Negli anni Sessanta Apfelbeck ha lavorato a lungo per la BMW. In particolare, per la casa bavarese ha progettato un paio di interessantissime teste a quattro valvole con camere emisferiche e distribuzione bialbero
Negli anni Sessanta Apfelbeck ha lavorato a lungo per la BMW. In particolare, per la casa bavarese ha progettato un paio di interessantissime teste a quattro valvole con camere emisferiche e distribuzione bialbero, che sono state realizzate e provate su motori quadricilindrici di 1600 e 2000 cm3. Sono state sperimentate tanto una soluzione con condotti pressoché orizzontali, che “sfociavano” ai due lati della testa, quanto una con valvole diametrali; in questo secondo caso c’erano otto condotti di aspirazione verticali e altrettanti di scarico, che fuoriuscivano quattro da una parte e quattro dall’altra della testa stessa. Con questi motori, installati in una monoposto di Formula Due, sono anche stati ottenuti alcuni record mondiali. Lo schema adottato prevedeva due bilancieri a dito per ogni valvola.
Le quattro valvole radiali sono state riportate alla ribalta dalla Honda nel 1983, quando sono entrati in produzione i nuovi monocilindrici delle serie XL e XR. In questo caso la distribuzione era monoalbero e ogni eccentrico comandava la propria valvola per mezzo di un bilanciere a due bracci e di un bilanciere a dito.

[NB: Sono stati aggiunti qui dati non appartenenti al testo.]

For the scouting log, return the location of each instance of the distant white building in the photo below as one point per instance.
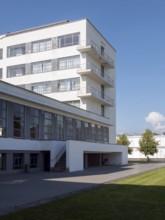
(65, 107)
(136, 154)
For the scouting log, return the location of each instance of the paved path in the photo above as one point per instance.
(19, 189)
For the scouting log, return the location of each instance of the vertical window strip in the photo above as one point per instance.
(42, 45)
(3, 118)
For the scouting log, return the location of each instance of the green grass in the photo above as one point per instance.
(139, 197)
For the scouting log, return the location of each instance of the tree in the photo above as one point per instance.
(148, 144)
(123, 140)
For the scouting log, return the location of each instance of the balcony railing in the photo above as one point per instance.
(96, 94)
(96, 73)
(101, 56)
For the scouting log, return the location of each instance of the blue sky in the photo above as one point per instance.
(135, 28)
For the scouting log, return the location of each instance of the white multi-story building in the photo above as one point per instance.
(70, 62)
(136, 154)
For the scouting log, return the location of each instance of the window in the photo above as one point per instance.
(17, 70)
(105, 135)
(42, 88)
(18, 121)
(74, 103)
(16, 50)
(78, 130)
(102, 50)
(87, 131)
(41, 67)
(68, 40)
(102, 110)
(3, 161)
(34, 123)
(93, 132)
(42, 45)
(102, 71)
(60, 127)
(99, 133)
(47, 125)
(1, 72)
(68, 62)
(3, 117)
(69, 131)
(18, 161)
(69, 84)
(33, 160)
(102, 91)
(1, 54)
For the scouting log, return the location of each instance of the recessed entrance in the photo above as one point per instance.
(46, 158)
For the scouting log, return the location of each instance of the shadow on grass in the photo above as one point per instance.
(112, 201)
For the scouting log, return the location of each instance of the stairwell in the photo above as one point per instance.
(61, 164)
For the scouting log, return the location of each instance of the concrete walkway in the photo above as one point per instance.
(23, 190)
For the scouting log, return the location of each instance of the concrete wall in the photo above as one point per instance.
(75, 153)
(134, 143)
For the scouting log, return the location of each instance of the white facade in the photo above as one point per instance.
(42, 152)
(69, 61)
(134, 144)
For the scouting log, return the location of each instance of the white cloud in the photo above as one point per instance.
(157, 121)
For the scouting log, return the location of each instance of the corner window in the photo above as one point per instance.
(3, 118)
(48, 125)
(16, 50)
(42, 45)
(68, 62)
(68, 40)
(18, 121)
(1, 54)
(18, 161)
(1, 73)
(60, 127)
(41, 67)
(17, 70)
(42, 88)
(34, 123)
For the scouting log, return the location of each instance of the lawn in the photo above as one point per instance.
(139, 197)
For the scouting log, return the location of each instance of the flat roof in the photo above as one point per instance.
(52, 25)
(7, 89)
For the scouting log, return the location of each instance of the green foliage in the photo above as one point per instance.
(148, 144)
(123, 140)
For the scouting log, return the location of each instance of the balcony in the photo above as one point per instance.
(96, 52)
(94, 94)
(95, 73)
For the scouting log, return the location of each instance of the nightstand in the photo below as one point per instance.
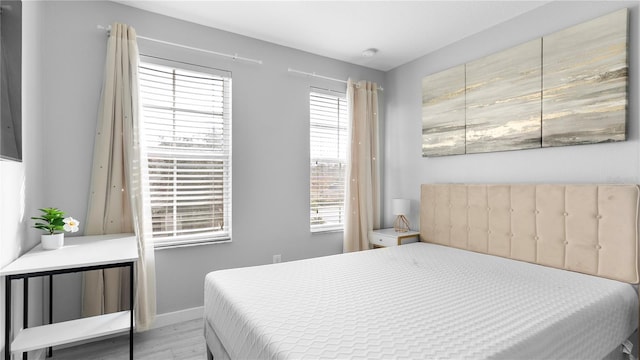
(390, 237)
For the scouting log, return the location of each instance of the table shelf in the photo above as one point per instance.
(70, 331)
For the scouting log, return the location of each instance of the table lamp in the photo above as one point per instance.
(400, 208)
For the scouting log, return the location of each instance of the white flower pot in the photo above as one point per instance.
(52, 242)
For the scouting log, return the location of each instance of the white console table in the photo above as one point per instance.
(81, 253)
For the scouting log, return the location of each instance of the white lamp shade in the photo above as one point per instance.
(400, 206)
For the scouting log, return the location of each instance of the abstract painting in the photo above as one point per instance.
(566, 88)
(503, 100)
(585, 82)
(443, 113)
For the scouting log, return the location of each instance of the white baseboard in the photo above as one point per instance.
(178, 316)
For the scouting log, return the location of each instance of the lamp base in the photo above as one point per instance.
(401, 224)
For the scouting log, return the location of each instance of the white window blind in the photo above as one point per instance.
(328, 139)
(187, 123)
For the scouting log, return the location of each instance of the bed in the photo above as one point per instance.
(502, 271)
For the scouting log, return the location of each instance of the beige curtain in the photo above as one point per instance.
(362, 195)
(116, 199)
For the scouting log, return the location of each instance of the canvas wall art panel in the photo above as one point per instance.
(443, 112)
(503, 100)
(584, 96)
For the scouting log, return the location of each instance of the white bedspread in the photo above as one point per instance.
(417, 301)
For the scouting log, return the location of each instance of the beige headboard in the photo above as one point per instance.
(591, 229)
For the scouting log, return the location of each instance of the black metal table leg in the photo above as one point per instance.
(25, 310)
(7, 319)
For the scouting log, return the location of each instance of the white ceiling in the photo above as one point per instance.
(402, 31)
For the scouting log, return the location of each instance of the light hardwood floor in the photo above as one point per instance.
(182, 341)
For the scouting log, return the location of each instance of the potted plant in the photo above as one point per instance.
(53, 223)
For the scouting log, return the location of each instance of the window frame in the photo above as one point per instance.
(225, 234)
(342, 139)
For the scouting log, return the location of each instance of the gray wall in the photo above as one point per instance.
(270, 140)
(21, 183)
(406, 169)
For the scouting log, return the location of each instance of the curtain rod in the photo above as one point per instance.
(231, 56)
(313, 74)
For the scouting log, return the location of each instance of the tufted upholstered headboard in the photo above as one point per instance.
(591, 229)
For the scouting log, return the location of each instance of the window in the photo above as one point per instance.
(328, 139)
(187, 125)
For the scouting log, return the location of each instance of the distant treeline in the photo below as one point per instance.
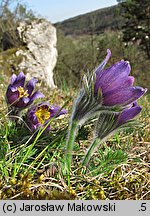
(98, 21)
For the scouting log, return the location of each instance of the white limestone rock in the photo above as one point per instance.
(40, 54)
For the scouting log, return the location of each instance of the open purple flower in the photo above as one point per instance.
(40, 114)
(116, 85)
(108, 123)
(106, 90)
(20, 95)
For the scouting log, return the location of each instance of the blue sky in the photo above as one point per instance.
(58, 10)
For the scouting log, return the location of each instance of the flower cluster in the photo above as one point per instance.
(20, 96)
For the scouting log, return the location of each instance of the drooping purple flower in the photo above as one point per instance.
(40, 114)
(106, 90)
(116, 85)
(20, 95)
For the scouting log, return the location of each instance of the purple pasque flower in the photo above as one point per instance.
(40, 114)
(20, 95)
(110, 122)
(116, 85)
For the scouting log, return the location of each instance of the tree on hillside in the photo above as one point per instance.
(11, 13)
(137, 24)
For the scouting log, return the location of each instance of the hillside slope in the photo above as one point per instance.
(97, 21)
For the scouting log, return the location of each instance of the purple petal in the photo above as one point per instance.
(102, 65)
(129, 114)
(55, 109)
(113, 77)
(13, 79)
(11, 96)
(123, 96)
(36, 95)
(120, 83)
(30, 85)
(22, 103)
(19, 80)
(25, 100)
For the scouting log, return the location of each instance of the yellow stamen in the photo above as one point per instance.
(42, 115)
(22, 92)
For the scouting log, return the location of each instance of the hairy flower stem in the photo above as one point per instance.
(73, 130)
(90, 151)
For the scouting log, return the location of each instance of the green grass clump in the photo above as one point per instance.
(31, 165)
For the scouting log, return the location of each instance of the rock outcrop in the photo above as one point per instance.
(40, 53)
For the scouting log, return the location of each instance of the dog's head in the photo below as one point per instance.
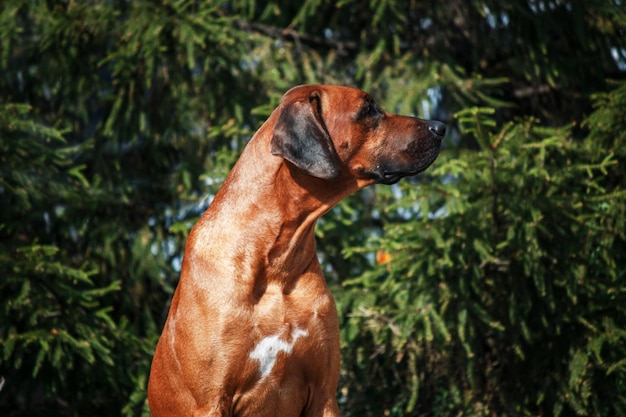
(330, 131)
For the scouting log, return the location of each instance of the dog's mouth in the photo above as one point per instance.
(392, 174)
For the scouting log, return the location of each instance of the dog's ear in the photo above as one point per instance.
(302, 139)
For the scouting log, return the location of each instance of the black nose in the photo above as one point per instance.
(437, 128)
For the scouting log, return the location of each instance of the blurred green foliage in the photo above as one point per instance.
(492, 285)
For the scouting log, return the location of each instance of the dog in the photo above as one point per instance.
(253, 329)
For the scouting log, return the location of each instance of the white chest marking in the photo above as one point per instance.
(268, 348)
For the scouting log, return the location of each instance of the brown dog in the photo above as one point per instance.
(253, 329)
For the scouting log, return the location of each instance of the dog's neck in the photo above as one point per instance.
(279, 199)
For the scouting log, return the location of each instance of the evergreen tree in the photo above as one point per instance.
(490, 285)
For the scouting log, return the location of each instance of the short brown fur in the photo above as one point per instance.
(250, 269)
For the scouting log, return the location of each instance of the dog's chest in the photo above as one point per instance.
(267, 350)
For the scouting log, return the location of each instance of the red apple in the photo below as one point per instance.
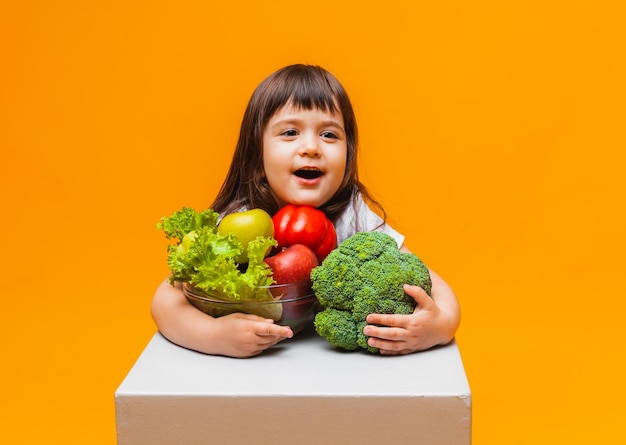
(293, 264)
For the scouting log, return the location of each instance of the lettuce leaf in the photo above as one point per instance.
(207, 260)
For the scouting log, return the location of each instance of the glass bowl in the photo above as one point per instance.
(292, 304)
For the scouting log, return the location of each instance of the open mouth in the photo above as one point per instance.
(308, 173)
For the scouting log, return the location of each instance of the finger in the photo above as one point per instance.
(392, 320)
(419, 295)
(273, 330)
(377, 333)
(388, 347)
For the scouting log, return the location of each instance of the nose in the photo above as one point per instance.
(310, 146)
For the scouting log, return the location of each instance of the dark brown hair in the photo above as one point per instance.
(307, 87)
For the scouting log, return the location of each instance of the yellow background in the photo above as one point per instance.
(493, 133)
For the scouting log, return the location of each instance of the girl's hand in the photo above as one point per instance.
(246, 335)
(396, 334)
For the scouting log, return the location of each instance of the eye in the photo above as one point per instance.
(290, 133)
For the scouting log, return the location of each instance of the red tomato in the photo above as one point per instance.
(305, 225)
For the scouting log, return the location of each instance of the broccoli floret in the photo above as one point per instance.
(365, 274)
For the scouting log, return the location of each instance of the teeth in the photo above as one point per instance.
(308, 173)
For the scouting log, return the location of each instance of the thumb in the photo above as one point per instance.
(420, 296)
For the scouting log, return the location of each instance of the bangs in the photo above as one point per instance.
(312, 92)
(304, 87)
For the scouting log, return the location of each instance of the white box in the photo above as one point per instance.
(299, 392)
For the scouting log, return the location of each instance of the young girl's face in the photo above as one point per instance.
(304, 155)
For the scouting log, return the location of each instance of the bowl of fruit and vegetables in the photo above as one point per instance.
(248, 262)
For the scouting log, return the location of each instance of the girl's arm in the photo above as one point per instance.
(434, 321)
(235, 335)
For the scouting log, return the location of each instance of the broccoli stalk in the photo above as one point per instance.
(365, 274)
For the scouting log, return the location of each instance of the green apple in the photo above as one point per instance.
(246, 226)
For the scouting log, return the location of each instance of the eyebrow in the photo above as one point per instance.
(294, 120)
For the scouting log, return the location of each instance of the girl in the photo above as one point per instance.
(298, 145)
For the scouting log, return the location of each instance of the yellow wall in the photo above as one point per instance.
(492, 131)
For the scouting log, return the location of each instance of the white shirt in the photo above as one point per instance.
(363, 219)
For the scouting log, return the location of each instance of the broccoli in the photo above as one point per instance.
(365, 274)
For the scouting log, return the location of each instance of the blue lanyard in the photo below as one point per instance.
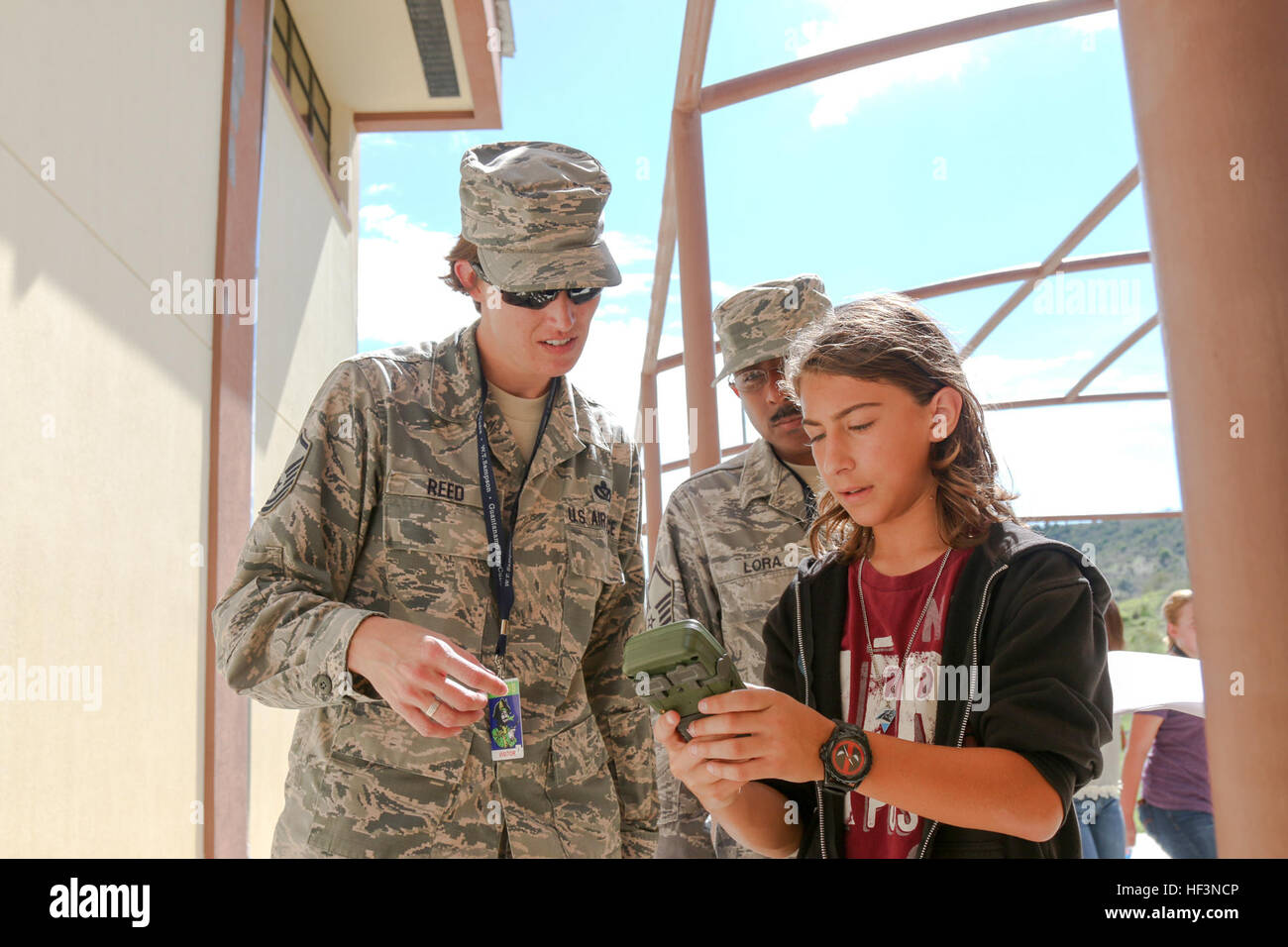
(497, 536)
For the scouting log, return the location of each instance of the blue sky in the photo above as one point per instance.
(975, 158)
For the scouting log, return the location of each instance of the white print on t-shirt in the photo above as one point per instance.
(911, 718)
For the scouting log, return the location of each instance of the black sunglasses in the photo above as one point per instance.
(540, 299)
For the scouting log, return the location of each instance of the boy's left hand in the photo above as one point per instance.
(767, 736)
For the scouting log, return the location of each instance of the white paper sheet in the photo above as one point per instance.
(1151, 682)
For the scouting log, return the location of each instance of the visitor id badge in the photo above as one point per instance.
(505, 723)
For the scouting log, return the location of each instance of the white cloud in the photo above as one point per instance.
(849, 24)
(1093, 22)
(999, 377)
(630, 248)
(721, 290)
(1115, 458)
(400, 298)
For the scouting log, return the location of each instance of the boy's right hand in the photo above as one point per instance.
(692, 771)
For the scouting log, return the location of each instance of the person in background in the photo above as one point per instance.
(732, 535)
(1167, 759)
(1100, 815)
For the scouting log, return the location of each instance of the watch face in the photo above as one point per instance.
(848, 758)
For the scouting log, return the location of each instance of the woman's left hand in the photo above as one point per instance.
(765, 735)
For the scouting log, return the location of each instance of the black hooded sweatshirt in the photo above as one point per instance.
(1024, 605)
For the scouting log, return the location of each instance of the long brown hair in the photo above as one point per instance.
(888, 338)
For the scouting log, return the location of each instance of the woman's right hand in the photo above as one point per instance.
(413, 671)
(692, 771)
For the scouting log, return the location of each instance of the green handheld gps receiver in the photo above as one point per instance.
(677, 665)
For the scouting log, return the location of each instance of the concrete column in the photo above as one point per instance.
(1209, 86)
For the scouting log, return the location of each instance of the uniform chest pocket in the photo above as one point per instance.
(748, 589)
(436, 551)
(592, 569)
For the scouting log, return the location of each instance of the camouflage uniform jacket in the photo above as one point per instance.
(728, 545)
(378, 512)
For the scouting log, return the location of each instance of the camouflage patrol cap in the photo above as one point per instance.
(755, 324)
(535, 211)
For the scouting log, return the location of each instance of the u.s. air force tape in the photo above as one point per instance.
(294, 464)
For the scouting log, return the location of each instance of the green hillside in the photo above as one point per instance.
(1142, 560)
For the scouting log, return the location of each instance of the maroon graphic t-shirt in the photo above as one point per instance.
(884, 696)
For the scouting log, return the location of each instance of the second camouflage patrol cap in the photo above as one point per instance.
(535, 211)
(755, 324)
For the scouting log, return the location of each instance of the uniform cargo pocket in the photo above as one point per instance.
(385, 788)
(583, 795)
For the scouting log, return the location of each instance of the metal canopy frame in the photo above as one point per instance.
(683, 223)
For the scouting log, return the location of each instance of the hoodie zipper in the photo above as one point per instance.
(974, 663)
(800, 651)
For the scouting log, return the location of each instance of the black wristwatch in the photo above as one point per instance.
(846, 758)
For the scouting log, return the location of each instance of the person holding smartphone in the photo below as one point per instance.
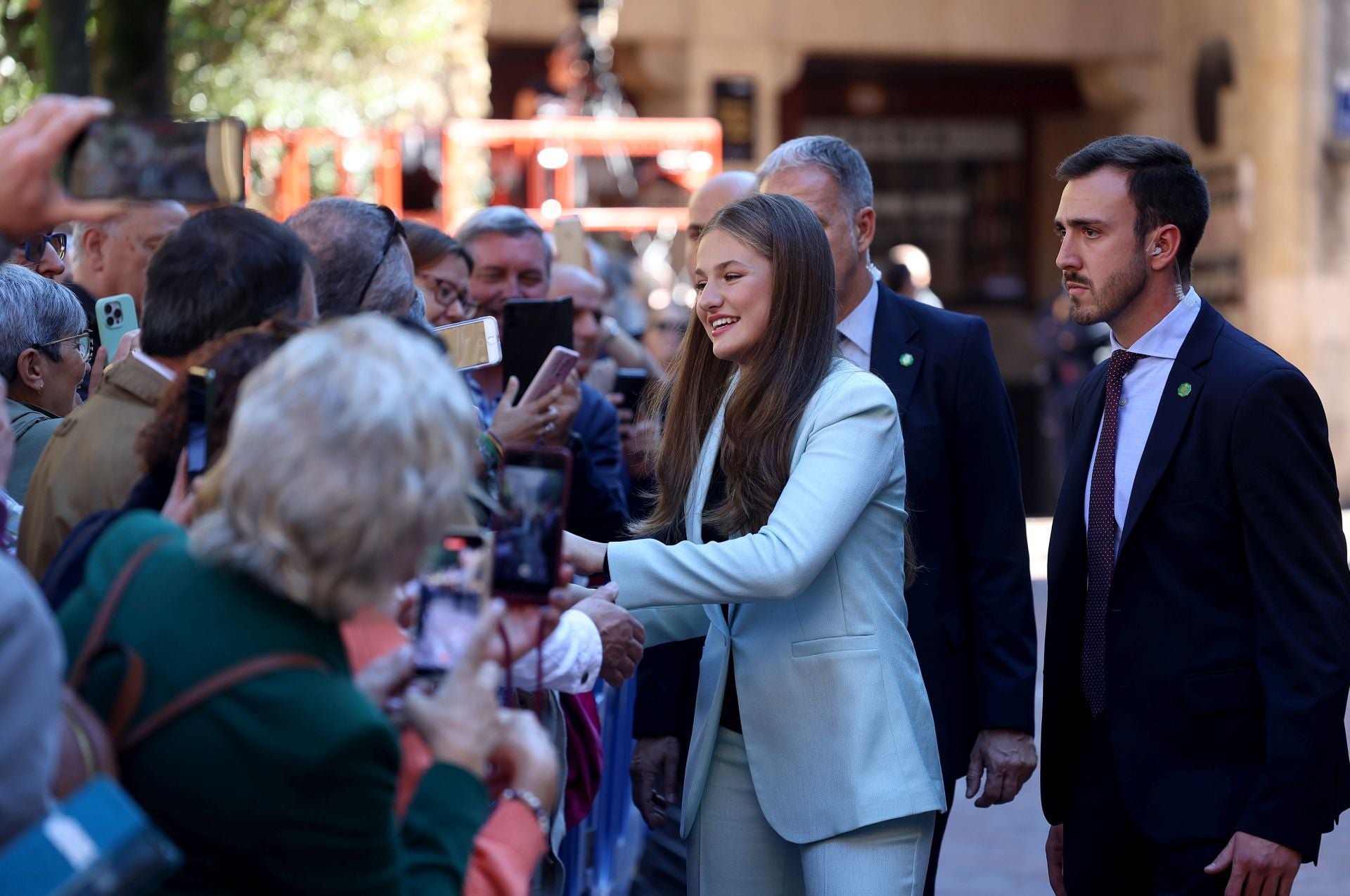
(780, 475)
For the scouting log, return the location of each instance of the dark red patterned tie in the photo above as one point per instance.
(1102, 531)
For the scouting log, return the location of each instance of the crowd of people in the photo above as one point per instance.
(806, 544)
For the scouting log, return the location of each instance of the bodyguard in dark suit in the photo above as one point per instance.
(970, 608)
(1199, 599)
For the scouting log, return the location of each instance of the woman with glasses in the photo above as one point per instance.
(44, 356)
(442, 268)
(42, 254)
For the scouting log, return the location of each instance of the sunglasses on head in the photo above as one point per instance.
(396, 230)
(35, 246)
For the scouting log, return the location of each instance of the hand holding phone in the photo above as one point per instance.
(30, 150)
(631, 382)
(531, 328)
(535, 485)
(570, 239)
(555, 369)
(115, 316)
(158, 160)
(202, 406)
(456, 583)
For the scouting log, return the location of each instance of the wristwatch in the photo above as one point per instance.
(546, 822)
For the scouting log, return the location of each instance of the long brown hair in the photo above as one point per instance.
(776, 381)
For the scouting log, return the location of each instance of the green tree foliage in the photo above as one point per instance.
(274, 63)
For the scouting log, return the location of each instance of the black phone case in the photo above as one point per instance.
(531, 327)
(631, 385)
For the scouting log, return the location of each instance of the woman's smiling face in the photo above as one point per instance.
(735, 294)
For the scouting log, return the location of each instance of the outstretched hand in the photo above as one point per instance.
(1259, 866)
(29, 152)
(1005, 759)
(586, 557)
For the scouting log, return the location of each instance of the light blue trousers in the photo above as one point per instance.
(733, 852)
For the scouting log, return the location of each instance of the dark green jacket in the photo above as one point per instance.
(33, 429)
(285, 783)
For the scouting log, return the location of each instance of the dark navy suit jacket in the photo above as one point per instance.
(971, 610)
(1229, 616)
(598, 507)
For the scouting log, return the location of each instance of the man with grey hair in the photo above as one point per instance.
(512, 259)
(970, 605)
(44, 355)
(361, 259)
(110, 258)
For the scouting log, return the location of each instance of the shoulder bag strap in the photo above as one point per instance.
(99, 628)
(215, 684)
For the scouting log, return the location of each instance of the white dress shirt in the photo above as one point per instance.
(856, 331)
(1141, 393)
(153, 365)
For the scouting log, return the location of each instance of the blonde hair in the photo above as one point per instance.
(352, 448)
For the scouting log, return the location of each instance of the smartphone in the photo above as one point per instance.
(472, 343)
(115, 316)
(456, 578)
(202, 406)
(631, 382)
(158, 160)
(554, 372)
(531, 328)
(535, 485)
(570, 242)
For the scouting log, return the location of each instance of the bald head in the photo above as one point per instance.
(355, 250)
(111, 257)
(724, 189)
(588, 294)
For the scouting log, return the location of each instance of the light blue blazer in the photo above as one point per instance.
(837, 727)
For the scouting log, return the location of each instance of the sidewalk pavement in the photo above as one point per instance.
(1002, 849)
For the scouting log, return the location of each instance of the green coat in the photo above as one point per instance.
(33, 429)
(284, 783)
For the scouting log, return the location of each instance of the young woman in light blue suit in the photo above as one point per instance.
(778, 532)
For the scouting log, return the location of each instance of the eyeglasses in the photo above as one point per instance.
(83, 342)
(447, 293)
(396, 228)
(35, 246)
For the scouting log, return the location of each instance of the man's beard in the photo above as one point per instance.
(1119, 290)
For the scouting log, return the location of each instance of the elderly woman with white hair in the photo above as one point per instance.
(44, 358)
(345, 462)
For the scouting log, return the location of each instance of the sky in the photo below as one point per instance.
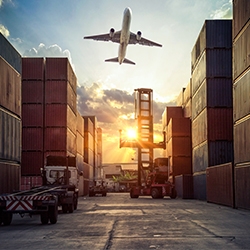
(56, 28)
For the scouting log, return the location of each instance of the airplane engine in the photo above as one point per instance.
(138, 35)
(111, 32)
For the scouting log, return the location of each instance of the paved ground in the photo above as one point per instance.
(118, 222)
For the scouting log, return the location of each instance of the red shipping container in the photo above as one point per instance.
(32, 139)
(220, 184)
(33, 68)
(60, 69)
(33, 92)
(32, 115)
(32, 162)
(60, 92)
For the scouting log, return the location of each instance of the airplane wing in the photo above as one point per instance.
(106, 37)
(142, 41)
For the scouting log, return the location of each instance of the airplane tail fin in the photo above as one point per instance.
(116, 60)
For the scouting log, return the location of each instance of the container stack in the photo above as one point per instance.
(212, 130)
(241, 107)
(10, 117)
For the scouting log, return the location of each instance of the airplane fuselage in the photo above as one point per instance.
(125, 35)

In seguito la soluzione è stata anche impiegata sul modello Dominator di 650 cm3, esso pure di grande successo.
In aggiunta alle teste con quattro valvole veramente radiali o “diametrali” per ogni cilindro e camere di combustione emisferiche, vanno ricordate anche quelle nelle quali le coppia di valvole omologhe sono collocate una da una parte e una dall’altra, rispetto al centro della testa, e giacciono su due piani inclinati tra loro di un certo angolo, come nel classico schema bialbero che da anni domina la scena, ma sono azionate da camme leggermente troncoconiche.
In questo caso le due valvole di aspirazione (e spesso anche quelle di scarico) non sono perfettamente parallele tra loro; gli steli formano infatti un piccolo angolo (in genere si tratta di alcuni gradi soltanto), e divergono mano a mano che si allontanano dalla camera. Quest’ultima ha una conformazione che si discosta in misura pressoché trascurabile dalla classica a tetto e non si avvicina neanche lontanamente a quella emisferica. Le camme troncoconiche necessarie per azionare le valvole agiscono su punterie a bicchiere o su bilancieri a dito.
Il primo brevetto relativo a una soluzione di questo genere risale al 1924 ed è dovuto alla inglese Napier. La Porsche ha iniziato ad impiegarla nei primi anni Ottanta sul suo motore TAG V6 sovralimentato di Formula Uno.
A livello di coefficiente di efflusso ci possono essere (forse) lievissimi vantaggi in quanto mano a mano che le valvole si sollevano dalle sedi i loro funghi si allontanano progressivamente dalle pareti laterali della camera e del cilindro, il che riduce la loro “schermatura” da parte delle pareti stesse. Pure per quanto riguarda la forma della camera può darsi che ci sia un piccolissimo miglioramento. Questa soluzione viene impiegata su diversi motori da competizione. In campo motociclistico va segnalata la sua recente adozione da parte della BMW (per alcuni bicilindrici boxer, nei quali la scelta è stata dettata dalla necessità di contenere l’ingombro delle teste) e della MV Agusta.